All about the cash: Why the Laundys bought Nine Radio

“This is a bet that the market has priced talk radio like it is dying fast, while the cashflow suggests it will die slowly.”

Mutinex co-founder Henry Innis begins a regular series of columns for Mumbrella with an incisive look at the economics of the Nine Radio sale.

When Nine announced the sale of its radio network to the Laundy family on Friday, I must have read about 50 headlines describing the move as “surprising” and “linked to politics”.

But I think the story is more economic in nature: someone has spotted a cashflow stream that looks mispriced, and they are backing themselves to run it with fewer distractions.

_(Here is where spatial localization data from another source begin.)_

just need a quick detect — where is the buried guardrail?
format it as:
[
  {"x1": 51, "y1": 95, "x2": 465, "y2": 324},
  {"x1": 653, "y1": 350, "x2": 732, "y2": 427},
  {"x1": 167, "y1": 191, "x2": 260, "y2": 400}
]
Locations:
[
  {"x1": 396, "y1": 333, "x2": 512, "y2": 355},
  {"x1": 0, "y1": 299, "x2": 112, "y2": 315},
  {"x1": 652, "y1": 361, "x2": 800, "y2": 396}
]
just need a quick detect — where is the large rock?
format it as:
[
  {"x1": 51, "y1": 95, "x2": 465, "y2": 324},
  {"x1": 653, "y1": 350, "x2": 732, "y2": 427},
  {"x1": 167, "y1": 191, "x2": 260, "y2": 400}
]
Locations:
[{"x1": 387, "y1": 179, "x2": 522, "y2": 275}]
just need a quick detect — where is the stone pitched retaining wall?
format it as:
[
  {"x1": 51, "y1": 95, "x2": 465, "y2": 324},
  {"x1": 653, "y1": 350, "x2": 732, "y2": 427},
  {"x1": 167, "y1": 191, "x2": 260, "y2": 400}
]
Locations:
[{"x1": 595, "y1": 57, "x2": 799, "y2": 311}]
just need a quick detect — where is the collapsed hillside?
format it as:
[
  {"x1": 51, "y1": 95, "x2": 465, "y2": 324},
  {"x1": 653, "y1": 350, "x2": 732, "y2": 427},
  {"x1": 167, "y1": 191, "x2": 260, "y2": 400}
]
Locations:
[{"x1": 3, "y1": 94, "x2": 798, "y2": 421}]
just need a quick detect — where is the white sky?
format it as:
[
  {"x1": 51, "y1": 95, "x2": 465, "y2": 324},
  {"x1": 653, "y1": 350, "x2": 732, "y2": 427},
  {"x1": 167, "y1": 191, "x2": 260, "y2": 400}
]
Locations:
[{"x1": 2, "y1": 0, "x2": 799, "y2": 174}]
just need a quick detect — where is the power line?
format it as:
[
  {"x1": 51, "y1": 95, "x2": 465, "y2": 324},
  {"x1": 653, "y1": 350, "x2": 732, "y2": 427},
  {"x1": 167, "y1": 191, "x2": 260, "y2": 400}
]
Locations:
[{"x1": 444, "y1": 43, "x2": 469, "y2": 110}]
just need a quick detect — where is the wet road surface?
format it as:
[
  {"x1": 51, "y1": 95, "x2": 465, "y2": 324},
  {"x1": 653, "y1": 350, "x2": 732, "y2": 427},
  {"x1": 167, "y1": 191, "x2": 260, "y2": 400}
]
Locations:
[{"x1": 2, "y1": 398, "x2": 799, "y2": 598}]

Nine is selling 2GB, 3AW, 4BC, 6PR, 2UE, Magic1278 and 4BH to the Laundy Family Office for a cash and debt free enterprise value of $56 million. The same day, Nine also made a $850m bet on outdoor via QMS. Nine is reshaping its portfolio towards growth. But the Laundys are doing something simpler: buying a cash stream.

In this case, the price matters more than the medium

While Nine’s documentation says it expected radio to contribute $6m EBITDA in 2026, in past reports the number has been reported far higher. Reading between the lines, there could be some variance in the costs that make the EBITDA number more attractive to a private buyer.